T Do
Sleepless nights bring out the diary writer in me.

For as long as I can remember, I have been on an impossible quest. One that no mortal person can ever finish. Seeking it has probably ruined many relationships.

PERFECTION

I realize that it is unattainable. But that doesn't stop me from seeking it. It has made me afraid of failure.

Example, I get extremely anxious when put on the spot, when all eyes are turned towards me. I used to be pretty good with this in elementary school. Spitting correct answers left and right. Raising my hand so often, I would switch to the left arm because the right became exhausted.

But now, public speaking has got me figuratively sweating buckets. My heart races.
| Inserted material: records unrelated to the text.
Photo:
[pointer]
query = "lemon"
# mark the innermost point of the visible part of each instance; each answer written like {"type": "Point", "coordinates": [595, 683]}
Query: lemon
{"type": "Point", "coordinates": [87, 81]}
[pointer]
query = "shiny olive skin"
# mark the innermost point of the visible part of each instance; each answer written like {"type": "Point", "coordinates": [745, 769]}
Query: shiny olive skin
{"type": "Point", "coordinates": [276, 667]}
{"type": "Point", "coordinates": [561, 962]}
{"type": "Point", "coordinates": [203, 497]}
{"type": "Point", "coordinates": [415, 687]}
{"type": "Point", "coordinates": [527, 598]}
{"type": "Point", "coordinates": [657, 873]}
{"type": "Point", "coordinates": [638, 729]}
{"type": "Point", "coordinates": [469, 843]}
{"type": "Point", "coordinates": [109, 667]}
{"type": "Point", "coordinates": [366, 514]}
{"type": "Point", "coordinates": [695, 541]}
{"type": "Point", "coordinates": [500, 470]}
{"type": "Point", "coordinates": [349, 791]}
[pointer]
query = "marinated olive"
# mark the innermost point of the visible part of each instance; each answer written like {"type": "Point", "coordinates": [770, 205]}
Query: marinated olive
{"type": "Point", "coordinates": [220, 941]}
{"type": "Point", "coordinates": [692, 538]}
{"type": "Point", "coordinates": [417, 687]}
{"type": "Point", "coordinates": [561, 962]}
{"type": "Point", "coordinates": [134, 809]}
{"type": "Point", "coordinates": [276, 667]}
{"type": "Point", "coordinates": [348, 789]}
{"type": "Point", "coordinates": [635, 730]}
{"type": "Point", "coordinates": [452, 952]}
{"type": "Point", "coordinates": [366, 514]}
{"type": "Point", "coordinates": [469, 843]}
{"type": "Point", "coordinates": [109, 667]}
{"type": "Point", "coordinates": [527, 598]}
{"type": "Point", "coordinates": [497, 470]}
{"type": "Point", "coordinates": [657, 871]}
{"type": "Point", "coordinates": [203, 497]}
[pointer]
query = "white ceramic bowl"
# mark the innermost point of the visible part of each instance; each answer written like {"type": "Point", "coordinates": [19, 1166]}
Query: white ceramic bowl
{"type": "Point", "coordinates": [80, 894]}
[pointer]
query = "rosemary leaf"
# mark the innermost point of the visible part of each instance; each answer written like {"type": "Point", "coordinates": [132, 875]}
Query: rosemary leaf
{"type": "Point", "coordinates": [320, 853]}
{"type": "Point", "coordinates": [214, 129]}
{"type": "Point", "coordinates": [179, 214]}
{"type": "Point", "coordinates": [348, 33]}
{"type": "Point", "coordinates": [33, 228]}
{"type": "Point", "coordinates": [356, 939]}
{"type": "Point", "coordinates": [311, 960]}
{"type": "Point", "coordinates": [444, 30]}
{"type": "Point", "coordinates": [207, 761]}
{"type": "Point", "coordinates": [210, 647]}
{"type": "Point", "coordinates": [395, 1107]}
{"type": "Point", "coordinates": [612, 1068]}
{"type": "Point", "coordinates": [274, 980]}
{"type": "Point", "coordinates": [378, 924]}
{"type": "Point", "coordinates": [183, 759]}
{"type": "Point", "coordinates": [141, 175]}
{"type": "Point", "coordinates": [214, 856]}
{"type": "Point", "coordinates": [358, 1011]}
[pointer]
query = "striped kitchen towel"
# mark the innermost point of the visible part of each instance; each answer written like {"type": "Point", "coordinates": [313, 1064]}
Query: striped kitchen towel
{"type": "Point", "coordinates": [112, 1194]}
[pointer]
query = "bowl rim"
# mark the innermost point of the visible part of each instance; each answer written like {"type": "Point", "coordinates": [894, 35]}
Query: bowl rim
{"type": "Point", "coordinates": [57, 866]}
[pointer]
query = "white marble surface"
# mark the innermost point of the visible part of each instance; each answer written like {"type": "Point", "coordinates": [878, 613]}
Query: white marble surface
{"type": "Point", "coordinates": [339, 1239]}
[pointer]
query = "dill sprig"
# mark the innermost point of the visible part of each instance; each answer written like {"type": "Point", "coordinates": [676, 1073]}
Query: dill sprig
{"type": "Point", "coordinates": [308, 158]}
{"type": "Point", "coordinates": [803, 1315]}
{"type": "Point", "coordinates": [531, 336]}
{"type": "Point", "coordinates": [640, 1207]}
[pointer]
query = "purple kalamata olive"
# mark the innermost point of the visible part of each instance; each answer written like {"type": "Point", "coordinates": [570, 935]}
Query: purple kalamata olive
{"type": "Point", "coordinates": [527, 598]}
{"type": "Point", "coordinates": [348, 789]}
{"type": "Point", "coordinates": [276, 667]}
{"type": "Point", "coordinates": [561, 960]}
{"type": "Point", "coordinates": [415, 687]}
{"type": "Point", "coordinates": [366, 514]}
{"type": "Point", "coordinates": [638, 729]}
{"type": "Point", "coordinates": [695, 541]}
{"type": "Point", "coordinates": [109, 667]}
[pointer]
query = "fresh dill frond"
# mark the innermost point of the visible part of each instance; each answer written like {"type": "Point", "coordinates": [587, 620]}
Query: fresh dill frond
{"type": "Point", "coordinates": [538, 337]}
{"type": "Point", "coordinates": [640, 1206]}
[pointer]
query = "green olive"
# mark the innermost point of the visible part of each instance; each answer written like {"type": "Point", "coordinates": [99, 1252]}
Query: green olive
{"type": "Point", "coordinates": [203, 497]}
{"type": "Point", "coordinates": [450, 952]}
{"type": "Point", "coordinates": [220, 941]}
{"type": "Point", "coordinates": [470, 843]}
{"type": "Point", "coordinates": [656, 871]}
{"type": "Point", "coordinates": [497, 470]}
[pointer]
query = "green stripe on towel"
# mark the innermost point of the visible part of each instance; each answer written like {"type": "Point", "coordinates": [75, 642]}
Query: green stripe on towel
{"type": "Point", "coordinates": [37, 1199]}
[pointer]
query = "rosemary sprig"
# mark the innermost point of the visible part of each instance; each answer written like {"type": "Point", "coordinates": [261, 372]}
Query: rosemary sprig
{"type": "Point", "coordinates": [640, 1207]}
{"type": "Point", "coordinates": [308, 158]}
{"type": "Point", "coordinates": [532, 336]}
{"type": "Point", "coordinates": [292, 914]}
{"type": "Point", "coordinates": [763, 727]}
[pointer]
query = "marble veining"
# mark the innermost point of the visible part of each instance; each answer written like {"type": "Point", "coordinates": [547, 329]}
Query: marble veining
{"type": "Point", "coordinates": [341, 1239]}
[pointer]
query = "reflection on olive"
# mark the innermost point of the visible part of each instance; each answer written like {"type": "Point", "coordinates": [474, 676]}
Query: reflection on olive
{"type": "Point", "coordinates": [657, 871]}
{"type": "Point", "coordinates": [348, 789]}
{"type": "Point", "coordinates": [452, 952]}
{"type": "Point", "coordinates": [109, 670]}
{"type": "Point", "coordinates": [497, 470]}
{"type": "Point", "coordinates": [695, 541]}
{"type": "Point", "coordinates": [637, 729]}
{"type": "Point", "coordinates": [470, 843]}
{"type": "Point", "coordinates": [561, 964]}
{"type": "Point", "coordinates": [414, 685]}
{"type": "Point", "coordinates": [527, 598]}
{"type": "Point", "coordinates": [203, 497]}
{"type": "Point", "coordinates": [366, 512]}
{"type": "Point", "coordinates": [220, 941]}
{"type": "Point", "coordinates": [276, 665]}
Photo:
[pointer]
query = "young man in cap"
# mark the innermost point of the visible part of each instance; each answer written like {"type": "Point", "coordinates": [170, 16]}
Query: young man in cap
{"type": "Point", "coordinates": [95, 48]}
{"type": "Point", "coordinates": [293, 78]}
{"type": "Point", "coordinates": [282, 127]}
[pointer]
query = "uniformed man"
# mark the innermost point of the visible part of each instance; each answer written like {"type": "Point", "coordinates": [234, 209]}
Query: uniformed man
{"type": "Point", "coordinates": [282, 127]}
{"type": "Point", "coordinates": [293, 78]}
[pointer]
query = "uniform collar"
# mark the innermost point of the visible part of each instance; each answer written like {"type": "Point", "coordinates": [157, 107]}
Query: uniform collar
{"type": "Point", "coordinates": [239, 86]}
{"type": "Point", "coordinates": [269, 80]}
My eyes dart around the room looking for anything to say. My fingers massage each other. I frantically search my brain for the right combination of words.

It's not just public speaking. Anything where I am the center of attention. Anything where I'm not 100% sure I'm perfect. There's that word again.

Afraid of putting myself out there. Afraid of failure. Afraid of embarrassment.
That's why I hide behind a blog no one can find. It's no longer linked. And the followers I had are long gone now (Thanks Tumblr =D).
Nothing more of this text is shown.